Perfectly fluffy steamed rice, slow-cooked curries, melt-in-your mouth pressure-cooked lamb shanks... whichever delicious recipe you want to whip up in the kitchen, there's a good chance a multi-cooker can help you out.
It's a one-size-fits-all solution that can replace multiple appliances including your slow cooker, pressure cooker, yoghurt maker, steamer and rice cooker. It can free up space in the cupboard and save you precious time.
We look at the pros and cons to help you decide if you need this versatile kitchen hero in your life.
CHOICE verdict: If time is of the essence and you want to cull the amount of appliances you have in your kitchen, we think a multi-cooker is a good buy. For a wider range of functions, choose a multi-cooker that has a slow cooker setting with a high and low setting.
Multi-cookers: the pros
1. They'll save you time
Cooking corned beef will take you eight hours in a slow cooker, five hours in the oven – or just one hour using the pressure cook function in a multi-cooker.
"Using a pressure cooker cuts cooking time by at least half, depending on what you're cooking," says CHOICE kitchen expert Fiona Mair.
2. They'll save you money
With a multi-cooker, you can transform cheap cuts of meat and cheap staples like dried beans into delicious dishes that'll really hit the spot.
Because they cook so quickly, you'll also use less energy than cooking with your oven or stovetop.
3. They'll save you space
A multi-cooker can replace a number of kitchen appliances: rice cooker, electric frypan, pressure cooker, slow cooker, yoghurt maker and steamer.
That frees up a whole lot of cupboard space!
Multi-cookers: the cons
1. They don't slow cook as well as slow cookers
We tested multi-cookers and slow cookers at the same time, and put them through their paces by whipping up multiple batches of slow-cooked chilli beef.
On the whole, the slow cookers outperformed the multi-cookers on flavour, appearance and melt-in-your-mouth-ness (not an actual score, but we do assess the meat's tenderness and dryness).

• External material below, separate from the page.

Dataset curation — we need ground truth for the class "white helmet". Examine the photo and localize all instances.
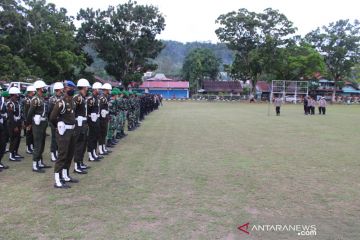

2. They're a pain to clean and maintain
"Multi-cookers can be a bit fiddly to clean," Fiona says. "You need to pull everything apart, clean it, and then make sure it's all been put back together correctly."
Cleaning and maintaining the seals and valves is very important as blocked seals can cause issues when pressure cooking.
And you don't want to mess with exploding cookers – as some Thermomix TM31 owners and Aldi pressure cooker owners found out the hard way. One incident left a woman with extensive burns when her Aldi pressure cooker exploded.
3. Faster cooking can equal less flavour
While multi-cookers can be great at turning out a meal in an hour, it's harder to get the same depth of flavour as cooking for longer periods of time.
"You'll need to add extra seasoning, and sear the meat and onions well," Fiona says.
4. They need supervision
Unlike slow cookers, which you can switch on in the morning before you walk out the door, you can't leave pressure cookers unattended.
This may not be a problem if you're using the pressure cooking function to bang out a meal in under an hour, but it does mean that you can't come home to a meal that's already cooked like you can with a slow cooker.